- November 1, 2018
- Posted by: Paul Hamann
- Category: Blog
By Paul S. Hamann & Jack Salewski, CPA, CGMA
Although there are general guidelines to help you pick the best approach to determine reasonable compensation, there are no hard and fast rules. For the overwhelming majority of your clients, one of two common approaches that rely on comparability data should do the trick. For the occasional client that just doesn’t seem to fit any molds, there is an approach for them, too.
What we caution against is not using a recognized approach, commonly referred to as guessing or ballparking. These approaches (if we can even call them approaches) will leave your client vulnerable to an IRS reasonable compensation challenge, with no defensible position.

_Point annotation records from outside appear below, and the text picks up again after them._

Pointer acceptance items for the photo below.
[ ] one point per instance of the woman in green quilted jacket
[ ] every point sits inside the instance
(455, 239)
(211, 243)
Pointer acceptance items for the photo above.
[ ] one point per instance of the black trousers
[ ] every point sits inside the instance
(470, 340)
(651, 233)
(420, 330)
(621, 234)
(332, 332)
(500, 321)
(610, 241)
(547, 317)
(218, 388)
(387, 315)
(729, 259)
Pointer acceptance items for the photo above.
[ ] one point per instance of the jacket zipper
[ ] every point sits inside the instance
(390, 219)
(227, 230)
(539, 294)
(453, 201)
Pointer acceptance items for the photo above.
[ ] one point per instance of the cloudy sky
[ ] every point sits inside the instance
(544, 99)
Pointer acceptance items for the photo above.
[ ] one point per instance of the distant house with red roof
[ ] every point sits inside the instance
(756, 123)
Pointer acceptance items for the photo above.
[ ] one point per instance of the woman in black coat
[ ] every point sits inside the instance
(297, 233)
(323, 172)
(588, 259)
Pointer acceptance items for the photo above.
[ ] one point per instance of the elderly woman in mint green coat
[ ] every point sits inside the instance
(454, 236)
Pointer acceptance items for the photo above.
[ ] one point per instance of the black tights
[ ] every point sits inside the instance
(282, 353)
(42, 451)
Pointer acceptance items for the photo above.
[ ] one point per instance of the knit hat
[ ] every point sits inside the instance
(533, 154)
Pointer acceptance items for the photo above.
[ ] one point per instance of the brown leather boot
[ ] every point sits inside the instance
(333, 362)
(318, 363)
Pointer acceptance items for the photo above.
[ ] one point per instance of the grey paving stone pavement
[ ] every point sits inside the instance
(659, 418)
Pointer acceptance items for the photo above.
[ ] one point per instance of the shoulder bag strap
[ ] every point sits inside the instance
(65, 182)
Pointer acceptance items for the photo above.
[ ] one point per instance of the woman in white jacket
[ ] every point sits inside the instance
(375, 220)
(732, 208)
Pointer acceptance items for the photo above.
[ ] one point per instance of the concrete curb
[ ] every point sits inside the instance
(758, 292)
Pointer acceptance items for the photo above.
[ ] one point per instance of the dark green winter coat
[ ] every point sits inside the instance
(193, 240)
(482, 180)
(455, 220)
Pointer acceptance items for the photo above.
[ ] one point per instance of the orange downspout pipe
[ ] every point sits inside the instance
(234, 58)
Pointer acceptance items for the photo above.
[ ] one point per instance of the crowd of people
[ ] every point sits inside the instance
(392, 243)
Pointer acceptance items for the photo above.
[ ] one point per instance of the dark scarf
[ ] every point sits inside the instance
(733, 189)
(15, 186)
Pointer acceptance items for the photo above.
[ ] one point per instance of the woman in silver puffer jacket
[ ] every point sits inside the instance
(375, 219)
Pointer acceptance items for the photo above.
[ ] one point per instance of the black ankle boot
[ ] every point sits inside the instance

The three generally accepted approaches (from the IRS Job Aid: Reasonable Compensation) used to determine reasonable compensation are:
- The Cost Approach, aka Many Hats Approach: Generally works best for small businesses where the owner wears multiple hats.
- The Market Approach, aka the Industry Comparison Approach: Generally works best for medium-sized businesses where the owner performs predominantly managerial tasks.
- The Income Approach, aka the Independent Investors Test: Generally works best for outliers.
The Cost Approach (AKA Many Hats Approach) – Breaks the duties of the business owner into its components such as company administration, accounting, finance, marketing, advertising, engineering, purchasing, etc.
The Cost Approach breaks down the time spent by the business owner on the various duties performed and quantifies the amount of time devoted to the different duties. Next, salary surveys are used to determine a comparable wage for each job duty performed by the business owner, then added up to arrive at the total “cost” to replace the services of the business owner.
The Cost Approach generally works best for small businesses where the business owner provides multiple services for the business (wears many hats).
The Market Approach (AKA Industry Comparison Approach) – Compares the business owner’s compensation to compensation within the same industry. The market approach focuses as much as possible on the owner’s business and the specific position being analyzed (often the CEO or General Manager who also owns the business). The question to be answered is: How much compensation would be paid for this same position, held by a non-owner in an arms-length employment relationship, at a similar company?
The Market Approach generally works best for medium and large businesses where the business owner provides only one duty: management of the business.
The Income Approach (AKA Independent Investors Test) – Seeks to determine whether a hypothetical investor would be satisfied with their return on investment when looking at the financial performance of the business in conjunction with the compensation level of the owner.
The income approach can only be correctly applied when the Fair Market Value (FMV) of the company is available for each year that compensation is examined.
The rationale behind the Independent Investor Test is that investors pay employees to work to increase the value of the assets entrusted to their management. A high rate of return indicates that the assets’ value increased and that the employee provided valuable services. Thus, if investors obtain returns above what they should reasonably expect, an employee’s salary is presumptively reasonable.
The Income Approach generally works best when there is no comparability data available.
Choosing the approach that best fits the facts and circumstances of your client and their business enables you to help them accurately determine a defensible Reasonable Compensation figure.